Aug. 2 (Bloomberg) -- Mark Cuban, the billionaire owner of the Dallas Mavericks, should face insider-trading allegations that were dismissed last year by a lower-court judge, securities regulators told an appeals court.
The U.S. Securities and Exchange Commission sued Cuban in 2008 for allegedly trading on confidential information when he sold his stake in Mamma.com Inc., a Canadian internet search company, just before it announced a private placement of shares. U.S. District Judge Sidney A. Fitzwater in Dallas threw out the case in July 2009, finding flaws in the government’s claim.
Cuban, who announced plans to bid on the Texas Rangers baseball team last month, has denied any wrongdoing. He claims he had no legal obligation not to sell the stock after the head of Mamma.com told him of the impending private offering of below-market shares in a 2004 telephone call.
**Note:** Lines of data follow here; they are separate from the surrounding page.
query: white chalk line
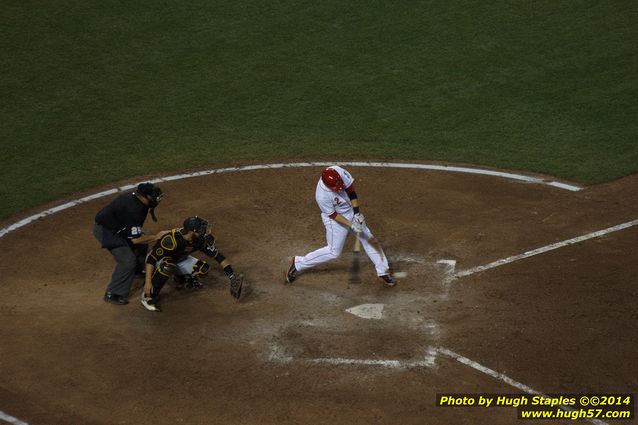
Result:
[454,220,638,278]
[436,347,608,425]
[0,162,582,238]
[0,410,29,425]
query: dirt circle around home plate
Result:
[0,166,638,425]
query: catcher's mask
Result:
[184,216,208,236]
[321,168,344,192]
[137,183,162,208]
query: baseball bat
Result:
[350,232,361,283]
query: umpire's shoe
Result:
[104,292,128,305]
[286,257,297,283]
[142,291,162,312]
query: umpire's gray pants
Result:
[93,224,137,298]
Cuban sold ahead of the deal, which diluted the company’s shares by 8.5 percent.
“The district court was not correct and should be reversed,” Randall Quinn, the SEC’s lawyer, told a three-judge panel in oral arguments at the U.S. Court of Appeals in New Orleans today. The judge didn’t give “proper weight” to an agreement by Cuban not to sell stock after receiving confidential information, Quinn said.
The appellate judges didn’t indicate when they would make a decision.
Sale of Stake
Cuban avoided $750,000 in losses by ordering the sale of his 6.3 percent stake in the Montreal-based company now called Copernic Inc. within hours of talking to Guy Faure, then Mamma.com’s chief executive, the SEC alleged. The stock fell 8.5 percent on June 30, the first trading day after the private placement was announced, and 15 percent the day after Cuban’s sales were disclosed in a regulatory filing made public July 2, according to Bloomberg data.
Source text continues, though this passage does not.